October 11, 2012
Applied Mathematicians Extend Einstein’s Speed Of Light Theory
April Flowers for redOrbit.com - Your Universe Online
Is it possible to move faster than the speed of light? A group of applied mathematicians at the University of Adelaide believes so, saying they have extended Einstein's theory of special relativity to work beyond the speed of light.According to Einstein's theory, nothing can move faster than the speed of light, but the research team has developed new formulas that allow for travel beyond this limit.
Published in 1905, the theory of special relativity explains how motion and speed are always relative to the observer's frame of reference. It connects measurements of the same physical incident viewed from these different points in a way that depends on the relative velocity of the two separate observers. According to Register reporter Richard Chirgwin, the speed of light is considered to be an absolute cosmic speed limit, which can never be crossed
"Since the introduction of special relativity there has been much speculation as to whether or not it might be possible to travel faster than the speed of light, noting that there is no substantial evidence to suggest that this is presently feasible with any existing transportation mechanisms," said Professor Jim Hill of the School of Mathematical Sciences in a prepared statement.
"About this time last year, experiments at CERN, the European center for particle physics in Switzerland, suggested that perhaps neutrinos could be accelerated just a very small amount faster than the speed of light; at this point we started to think about how to deal with the issues from both a mathematical and physical perspective."

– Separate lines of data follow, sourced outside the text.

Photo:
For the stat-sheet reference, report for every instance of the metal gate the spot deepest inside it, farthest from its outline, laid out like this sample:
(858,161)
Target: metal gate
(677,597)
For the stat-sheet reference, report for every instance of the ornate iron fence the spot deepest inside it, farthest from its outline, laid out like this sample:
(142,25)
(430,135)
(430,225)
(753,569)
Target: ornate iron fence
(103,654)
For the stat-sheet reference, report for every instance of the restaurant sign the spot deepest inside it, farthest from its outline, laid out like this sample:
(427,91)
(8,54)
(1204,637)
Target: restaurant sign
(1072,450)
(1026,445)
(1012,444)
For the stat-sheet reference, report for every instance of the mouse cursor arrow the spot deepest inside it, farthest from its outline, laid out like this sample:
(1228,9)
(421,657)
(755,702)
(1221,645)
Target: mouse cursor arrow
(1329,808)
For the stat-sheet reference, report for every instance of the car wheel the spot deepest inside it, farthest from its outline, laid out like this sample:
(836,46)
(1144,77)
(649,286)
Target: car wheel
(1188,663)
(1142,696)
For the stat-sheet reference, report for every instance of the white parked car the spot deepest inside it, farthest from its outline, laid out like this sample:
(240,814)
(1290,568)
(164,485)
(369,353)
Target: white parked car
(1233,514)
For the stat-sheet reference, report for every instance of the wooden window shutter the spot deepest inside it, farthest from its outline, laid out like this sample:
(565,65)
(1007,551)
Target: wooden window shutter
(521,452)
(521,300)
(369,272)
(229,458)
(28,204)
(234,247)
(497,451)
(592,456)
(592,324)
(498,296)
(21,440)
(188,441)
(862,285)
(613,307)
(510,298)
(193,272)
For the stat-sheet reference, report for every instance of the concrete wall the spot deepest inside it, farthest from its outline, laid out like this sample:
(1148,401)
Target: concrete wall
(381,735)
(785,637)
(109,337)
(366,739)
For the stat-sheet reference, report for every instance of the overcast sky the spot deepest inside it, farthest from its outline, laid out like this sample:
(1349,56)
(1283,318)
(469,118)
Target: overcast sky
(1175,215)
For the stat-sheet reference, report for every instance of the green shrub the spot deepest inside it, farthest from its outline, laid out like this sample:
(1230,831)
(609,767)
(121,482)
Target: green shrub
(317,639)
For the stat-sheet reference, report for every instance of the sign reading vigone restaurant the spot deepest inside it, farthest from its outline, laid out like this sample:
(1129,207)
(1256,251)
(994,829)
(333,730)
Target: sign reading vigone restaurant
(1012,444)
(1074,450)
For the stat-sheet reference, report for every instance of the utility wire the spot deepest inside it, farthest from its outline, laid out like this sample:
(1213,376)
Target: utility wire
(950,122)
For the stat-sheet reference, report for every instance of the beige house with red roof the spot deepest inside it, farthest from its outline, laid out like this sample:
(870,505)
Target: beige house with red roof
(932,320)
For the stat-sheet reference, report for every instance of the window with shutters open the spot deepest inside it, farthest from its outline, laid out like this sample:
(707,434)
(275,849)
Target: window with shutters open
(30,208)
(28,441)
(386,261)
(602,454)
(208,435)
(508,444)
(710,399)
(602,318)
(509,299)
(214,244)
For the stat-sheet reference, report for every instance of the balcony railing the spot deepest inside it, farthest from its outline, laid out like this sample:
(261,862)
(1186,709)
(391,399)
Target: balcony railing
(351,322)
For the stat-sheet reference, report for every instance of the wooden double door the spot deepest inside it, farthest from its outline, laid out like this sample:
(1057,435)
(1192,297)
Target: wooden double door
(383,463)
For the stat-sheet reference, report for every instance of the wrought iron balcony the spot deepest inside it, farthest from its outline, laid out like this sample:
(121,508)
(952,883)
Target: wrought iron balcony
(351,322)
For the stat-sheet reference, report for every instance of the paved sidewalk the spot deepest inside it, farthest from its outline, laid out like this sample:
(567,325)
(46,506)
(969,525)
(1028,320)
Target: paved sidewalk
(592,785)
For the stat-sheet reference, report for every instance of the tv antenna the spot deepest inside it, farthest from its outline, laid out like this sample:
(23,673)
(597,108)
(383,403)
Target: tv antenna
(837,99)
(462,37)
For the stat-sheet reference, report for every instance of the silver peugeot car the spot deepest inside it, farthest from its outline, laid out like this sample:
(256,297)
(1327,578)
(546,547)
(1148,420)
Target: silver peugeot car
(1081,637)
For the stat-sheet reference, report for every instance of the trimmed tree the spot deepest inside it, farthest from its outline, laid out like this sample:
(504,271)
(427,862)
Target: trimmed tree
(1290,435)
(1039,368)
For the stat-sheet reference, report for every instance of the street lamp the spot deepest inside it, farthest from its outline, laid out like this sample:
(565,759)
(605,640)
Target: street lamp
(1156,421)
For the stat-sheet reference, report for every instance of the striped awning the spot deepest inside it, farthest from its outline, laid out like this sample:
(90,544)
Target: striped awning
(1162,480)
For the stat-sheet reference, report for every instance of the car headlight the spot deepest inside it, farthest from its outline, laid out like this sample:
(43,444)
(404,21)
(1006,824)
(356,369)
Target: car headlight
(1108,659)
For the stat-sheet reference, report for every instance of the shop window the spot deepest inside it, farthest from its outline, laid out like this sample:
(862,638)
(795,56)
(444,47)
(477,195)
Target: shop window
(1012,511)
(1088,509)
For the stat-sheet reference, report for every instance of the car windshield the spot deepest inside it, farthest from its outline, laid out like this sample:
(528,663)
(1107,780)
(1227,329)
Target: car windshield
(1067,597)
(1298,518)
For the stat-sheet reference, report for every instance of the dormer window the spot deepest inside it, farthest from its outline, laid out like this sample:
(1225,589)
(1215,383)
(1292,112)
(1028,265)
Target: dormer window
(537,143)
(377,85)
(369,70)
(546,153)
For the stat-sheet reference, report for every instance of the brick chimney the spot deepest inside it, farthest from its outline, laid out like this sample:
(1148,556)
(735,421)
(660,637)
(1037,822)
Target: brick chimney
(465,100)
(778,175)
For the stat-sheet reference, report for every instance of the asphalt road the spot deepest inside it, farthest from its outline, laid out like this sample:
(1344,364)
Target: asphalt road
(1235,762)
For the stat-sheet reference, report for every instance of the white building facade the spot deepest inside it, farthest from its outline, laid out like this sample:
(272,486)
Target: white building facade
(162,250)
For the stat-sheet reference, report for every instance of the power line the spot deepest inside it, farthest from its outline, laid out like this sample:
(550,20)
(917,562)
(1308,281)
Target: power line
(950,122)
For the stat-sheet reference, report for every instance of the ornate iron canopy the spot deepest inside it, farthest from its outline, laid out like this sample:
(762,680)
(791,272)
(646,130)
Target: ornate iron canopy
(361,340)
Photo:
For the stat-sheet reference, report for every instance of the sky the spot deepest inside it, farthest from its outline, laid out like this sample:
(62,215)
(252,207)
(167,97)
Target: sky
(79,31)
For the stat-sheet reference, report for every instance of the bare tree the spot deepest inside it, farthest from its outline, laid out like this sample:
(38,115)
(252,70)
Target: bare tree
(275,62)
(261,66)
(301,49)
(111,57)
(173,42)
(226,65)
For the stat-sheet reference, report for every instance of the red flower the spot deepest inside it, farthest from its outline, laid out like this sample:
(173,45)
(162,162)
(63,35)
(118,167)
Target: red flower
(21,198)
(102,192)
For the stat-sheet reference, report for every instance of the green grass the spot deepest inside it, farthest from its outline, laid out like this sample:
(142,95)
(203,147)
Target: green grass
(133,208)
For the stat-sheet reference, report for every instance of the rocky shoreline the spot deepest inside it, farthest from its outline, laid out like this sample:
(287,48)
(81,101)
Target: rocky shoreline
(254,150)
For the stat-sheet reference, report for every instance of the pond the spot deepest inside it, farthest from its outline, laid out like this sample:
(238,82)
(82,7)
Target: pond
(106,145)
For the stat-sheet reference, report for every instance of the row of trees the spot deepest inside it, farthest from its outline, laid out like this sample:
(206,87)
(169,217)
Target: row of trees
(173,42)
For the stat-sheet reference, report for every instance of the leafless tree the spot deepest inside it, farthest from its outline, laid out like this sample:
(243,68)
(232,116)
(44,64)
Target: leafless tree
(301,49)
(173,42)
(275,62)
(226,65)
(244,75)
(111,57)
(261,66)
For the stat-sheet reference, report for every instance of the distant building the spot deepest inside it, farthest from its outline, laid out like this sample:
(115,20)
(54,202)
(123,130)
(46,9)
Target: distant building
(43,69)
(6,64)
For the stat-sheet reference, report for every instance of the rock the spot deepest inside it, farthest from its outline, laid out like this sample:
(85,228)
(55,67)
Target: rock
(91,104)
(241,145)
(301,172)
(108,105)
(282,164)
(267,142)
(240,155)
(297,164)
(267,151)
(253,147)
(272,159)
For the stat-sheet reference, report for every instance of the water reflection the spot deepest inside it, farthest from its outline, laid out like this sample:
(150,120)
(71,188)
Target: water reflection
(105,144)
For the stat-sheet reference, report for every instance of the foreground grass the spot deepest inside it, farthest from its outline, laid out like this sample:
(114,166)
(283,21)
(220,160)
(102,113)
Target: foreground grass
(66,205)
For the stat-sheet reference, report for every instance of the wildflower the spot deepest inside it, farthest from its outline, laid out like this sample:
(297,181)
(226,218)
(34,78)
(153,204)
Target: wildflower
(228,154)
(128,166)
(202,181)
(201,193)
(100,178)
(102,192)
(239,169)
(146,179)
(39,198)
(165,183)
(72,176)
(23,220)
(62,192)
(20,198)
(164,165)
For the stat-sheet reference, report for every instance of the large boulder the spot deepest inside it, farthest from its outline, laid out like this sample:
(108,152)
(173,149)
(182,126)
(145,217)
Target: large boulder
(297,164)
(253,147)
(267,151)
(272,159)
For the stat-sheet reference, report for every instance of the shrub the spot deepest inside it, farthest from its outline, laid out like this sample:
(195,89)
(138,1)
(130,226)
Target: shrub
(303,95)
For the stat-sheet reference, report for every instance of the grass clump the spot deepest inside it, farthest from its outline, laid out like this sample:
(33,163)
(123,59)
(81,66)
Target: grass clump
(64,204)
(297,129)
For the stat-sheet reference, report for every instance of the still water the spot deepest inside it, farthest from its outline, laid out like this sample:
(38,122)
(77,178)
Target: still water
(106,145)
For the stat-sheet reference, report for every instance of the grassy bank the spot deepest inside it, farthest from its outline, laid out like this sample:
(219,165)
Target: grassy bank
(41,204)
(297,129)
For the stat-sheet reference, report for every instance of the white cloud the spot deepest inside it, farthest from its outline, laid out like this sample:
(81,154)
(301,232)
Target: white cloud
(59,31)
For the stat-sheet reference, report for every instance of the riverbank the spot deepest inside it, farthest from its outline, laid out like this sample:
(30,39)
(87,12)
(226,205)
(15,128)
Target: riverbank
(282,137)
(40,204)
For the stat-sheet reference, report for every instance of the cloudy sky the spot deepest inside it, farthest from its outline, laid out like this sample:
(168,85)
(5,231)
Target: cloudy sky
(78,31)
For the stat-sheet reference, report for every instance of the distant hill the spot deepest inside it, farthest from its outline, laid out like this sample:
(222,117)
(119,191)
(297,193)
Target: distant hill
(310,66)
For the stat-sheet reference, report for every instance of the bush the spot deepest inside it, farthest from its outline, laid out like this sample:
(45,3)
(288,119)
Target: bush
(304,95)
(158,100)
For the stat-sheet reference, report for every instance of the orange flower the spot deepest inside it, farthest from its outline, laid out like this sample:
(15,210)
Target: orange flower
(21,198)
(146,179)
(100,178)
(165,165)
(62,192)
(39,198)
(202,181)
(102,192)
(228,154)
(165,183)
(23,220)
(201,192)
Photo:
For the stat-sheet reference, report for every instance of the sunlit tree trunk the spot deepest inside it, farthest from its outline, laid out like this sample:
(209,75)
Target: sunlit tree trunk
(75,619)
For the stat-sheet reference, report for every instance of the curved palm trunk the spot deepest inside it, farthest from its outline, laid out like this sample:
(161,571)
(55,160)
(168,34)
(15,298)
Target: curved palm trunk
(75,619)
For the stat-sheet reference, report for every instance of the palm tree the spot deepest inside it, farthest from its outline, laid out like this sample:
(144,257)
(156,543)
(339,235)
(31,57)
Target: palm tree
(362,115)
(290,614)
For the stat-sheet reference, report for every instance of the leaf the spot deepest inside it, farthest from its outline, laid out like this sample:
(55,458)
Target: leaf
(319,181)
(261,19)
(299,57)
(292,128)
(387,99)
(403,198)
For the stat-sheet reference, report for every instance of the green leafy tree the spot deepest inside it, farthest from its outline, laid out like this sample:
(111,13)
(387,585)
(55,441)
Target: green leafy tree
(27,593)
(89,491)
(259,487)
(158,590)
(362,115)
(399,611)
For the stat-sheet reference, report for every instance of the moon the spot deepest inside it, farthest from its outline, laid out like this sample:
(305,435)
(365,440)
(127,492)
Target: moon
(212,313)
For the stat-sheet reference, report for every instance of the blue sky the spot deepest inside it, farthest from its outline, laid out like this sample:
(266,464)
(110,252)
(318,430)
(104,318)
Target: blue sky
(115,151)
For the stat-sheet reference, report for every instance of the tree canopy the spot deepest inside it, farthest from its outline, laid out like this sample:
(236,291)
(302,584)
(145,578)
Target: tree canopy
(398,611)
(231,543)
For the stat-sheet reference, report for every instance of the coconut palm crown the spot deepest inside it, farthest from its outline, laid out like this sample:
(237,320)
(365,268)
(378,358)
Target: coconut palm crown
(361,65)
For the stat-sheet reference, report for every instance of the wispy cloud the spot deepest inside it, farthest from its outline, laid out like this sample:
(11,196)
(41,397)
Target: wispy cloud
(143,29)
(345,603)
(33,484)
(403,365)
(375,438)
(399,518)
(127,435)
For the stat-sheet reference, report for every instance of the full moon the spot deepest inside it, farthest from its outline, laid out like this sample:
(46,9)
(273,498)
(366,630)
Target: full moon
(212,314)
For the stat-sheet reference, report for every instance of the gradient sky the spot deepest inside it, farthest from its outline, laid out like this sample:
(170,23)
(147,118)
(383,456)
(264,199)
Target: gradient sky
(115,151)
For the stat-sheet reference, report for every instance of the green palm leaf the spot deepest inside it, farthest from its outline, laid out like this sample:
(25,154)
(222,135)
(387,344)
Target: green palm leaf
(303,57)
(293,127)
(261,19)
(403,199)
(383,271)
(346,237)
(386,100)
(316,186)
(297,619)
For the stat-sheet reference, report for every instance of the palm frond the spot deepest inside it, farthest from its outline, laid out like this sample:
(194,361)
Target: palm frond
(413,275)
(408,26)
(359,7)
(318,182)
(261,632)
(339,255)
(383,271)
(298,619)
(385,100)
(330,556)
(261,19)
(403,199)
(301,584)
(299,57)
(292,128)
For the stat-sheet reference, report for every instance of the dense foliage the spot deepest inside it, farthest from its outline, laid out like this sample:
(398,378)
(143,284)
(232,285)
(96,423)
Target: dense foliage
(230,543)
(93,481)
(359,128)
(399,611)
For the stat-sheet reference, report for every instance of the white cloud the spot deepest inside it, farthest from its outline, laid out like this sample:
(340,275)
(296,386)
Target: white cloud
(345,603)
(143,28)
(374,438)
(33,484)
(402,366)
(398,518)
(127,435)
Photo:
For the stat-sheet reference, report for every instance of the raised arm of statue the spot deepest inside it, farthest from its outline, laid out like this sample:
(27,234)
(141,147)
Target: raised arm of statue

"Questions have since been raised over the experimental results but we were already well on our way to successfully formulating a theory of special relativity, applicable to relative velocities in excess of the speed of light. Our approach is a natural and logical extension of the Einstein Theory of Special Relativity, and produces anticipated formulae without the need for imaginary numbers or complicated physics."
The findings of this study have been published in the journal Proceedings of the Royal Society. The group's formulas extend special relativity to a situation where the relative velocity can be infinite. This velocity can also be used to describe motion at speeds faster than light.
"We are mathematicians, not physicists, so we've approached this problem from a theoretical mathematical perspective," said Dr Barry Cox. "Should it, however, be proven that motion faster than light is possible, then that would be game changing. Our paper doesn't try and explain how this could be achieved, just how equations of motion might operate in such regimes."
“If you really don´t believe that faster-than-light is possible, then humans will be limited forever,” Professor Hill said.